Photo of Barnaby JoyceBarnaby Joyce (Queensland, National Party, Leader of The Nationals in the Senate) Share this | Hansard source

I move:

That the Senate take note of the answers given by the Minister for Finance and Deregulation (Senator Wong) to questions without notice asked today.

This week is a very sad week for our nation. It is a nation that went to an election and was given a warrant by the highest elected office holder in the land at that time that there would be no carbon tax under the government she led. Now we are apparently going to go down that path. Unfortunately, we will have no government under the carbon tax she leads. It is sad that at this point in time, with all the precarious things that are happening on the global economic front, we would be foolish enough to go down this path, ignoring the fallout that is happening in Europe as we speak.

We are on the edge of a precipice. This government is just completely and utterly self-indulgent. It also shows the power in our nation that the Australian Greens have now. The Labor Party is obviously tied in the most intricate form in its policy structure to what was in the past a peripheral party. The Greens' desire for Australia is one in which there is no coalmining. The Greens do not believe in a coalmining industry for Australia, they do not believe in live cattle exports, they do not believe in the irrigation industry of the Murray-Darling Basin—they do not believe in so much of what is fundamentally important to keeping our nation strong.

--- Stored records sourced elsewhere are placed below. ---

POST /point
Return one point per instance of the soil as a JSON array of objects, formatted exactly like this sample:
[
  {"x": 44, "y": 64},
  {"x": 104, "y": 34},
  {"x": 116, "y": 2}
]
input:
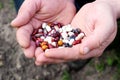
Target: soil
[{"x": 15, "y": 66}]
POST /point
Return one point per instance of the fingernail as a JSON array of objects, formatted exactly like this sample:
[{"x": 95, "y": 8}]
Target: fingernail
[{"x": 86, "y": 50}]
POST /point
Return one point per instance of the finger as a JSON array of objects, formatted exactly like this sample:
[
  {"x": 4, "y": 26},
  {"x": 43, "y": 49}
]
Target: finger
[
  {"x": 30, "y": 51},
  {"x": 63, "y": 53},
  {"x": 38, "y": 51},
  {"x": 26, "y": 12},
  {"x": 23, "y": 35},
  {"x": 100, "y": 35},
  {"x": 42, "y": 59}
]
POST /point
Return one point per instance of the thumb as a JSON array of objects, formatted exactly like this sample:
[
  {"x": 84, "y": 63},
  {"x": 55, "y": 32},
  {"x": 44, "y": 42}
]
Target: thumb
[
  {"x": 101, "y": 35},
  {"x": 26, "y": 12}
]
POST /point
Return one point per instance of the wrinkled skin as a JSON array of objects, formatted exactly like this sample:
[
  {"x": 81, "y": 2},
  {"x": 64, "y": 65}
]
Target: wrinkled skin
[
  {"x": 98, "y": 22},
  {"x": 33, "y": 13}
]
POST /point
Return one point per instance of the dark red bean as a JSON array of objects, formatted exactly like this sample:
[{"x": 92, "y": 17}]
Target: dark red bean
[{"x": 35, "y": 31}]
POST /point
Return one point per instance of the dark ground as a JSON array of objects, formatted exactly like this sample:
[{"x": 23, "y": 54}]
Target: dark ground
[{"x": 14, "y": 66}]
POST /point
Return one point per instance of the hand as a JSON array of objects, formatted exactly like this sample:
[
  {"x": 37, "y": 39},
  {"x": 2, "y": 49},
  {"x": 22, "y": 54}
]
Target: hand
[
  {"x": 98, "y": 22},
  {"x": 33, "y": 12}
]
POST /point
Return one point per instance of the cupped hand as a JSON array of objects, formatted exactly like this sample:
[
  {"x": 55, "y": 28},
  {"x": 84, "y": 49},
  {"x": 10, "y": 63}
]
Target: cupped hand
[
  {"x": 98, "y": 21},
  {"x": 34, "y": 12}
]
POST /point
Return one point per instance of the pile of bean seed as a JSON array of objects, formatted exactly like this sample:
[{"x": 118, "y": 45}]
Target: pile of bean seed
[{"x": 51, "y": 35}]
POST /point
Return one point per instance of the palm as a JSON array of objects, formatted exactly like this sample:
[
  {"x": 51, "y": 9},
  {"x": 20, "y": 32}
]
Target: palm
[{"x": 98, "y": 25}]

They say all these mystical things. They talk about compensation. You only need compensation if you have been hurt. No one ever pays compensation to somebody who has not been afflicted. That in itself is an admission of the sorts of problems we are going to have. They talk about the compensation package for the steel industry. Quite obviously they recognise that the steel industry will get smashed. They talk about the compensation package for pensioners, and of course that is a recognition that the pensioners are going to get smashed. They talk about giving people back some of their own money, and they expect people to say thank you for it. It is just an absurd kafkaesque policy.

The whole point of a carbon tax is a pricing mechanism to make things dearer. That is how it works. If that does not happen, there is no point to it. If it does work, then it is totally dangerous and we should not be doing it. Power is not currently free. There is a very high price for power. Many people struggle with the price of power as it is and they do not need any more incentive not to use power. We are seeing in the United States the highest levels of poverty since 1964, and we see similar things in Europe. We should be doing everything we can in our nation to draw the wagons into a circle, to make our nation strong.

It is absurd that we are going down this path right now. When I last checked our debt was $211,392 billion. We borrowed in excess of $2 billion just last week. Jeffrey Sachs says that $3 billion would be the annual cost of curing malaria in Africa. We borrowed that in 1½ weeks. We have to pay this money back. If we do not pay this money back, our nation will be in so much strife and so much trouble. How do we pay the money back? We put ourselves in a strong position. We accentuate the areas where we are strong. We are strong in the export of minerals and in the production of agriculture. What on earth are we doing putting a tax on these things? One of the greatest fundamentals we ever delivered to this nation was a fair standard of living. This is a direct attack on our Australian standard of living.

The question at the essence of this tax that those opposite never answer is how much will this tax that they are about to impose on Australia cool the temperature of the globe? The answer is that it will do absolutely nothing to the temperature of the globe. It is merely a gesture. We are inflicting the privations of poverty on people who cannot afford it, all for a gesture. And this has come from the Labor Party. They used to represent the people who are doing it tough, but now they are not—they have been hijacked by a very particular group in Australia, the Australian Greens, and this will destroy our nation and it will destroy the Australian Labor Party.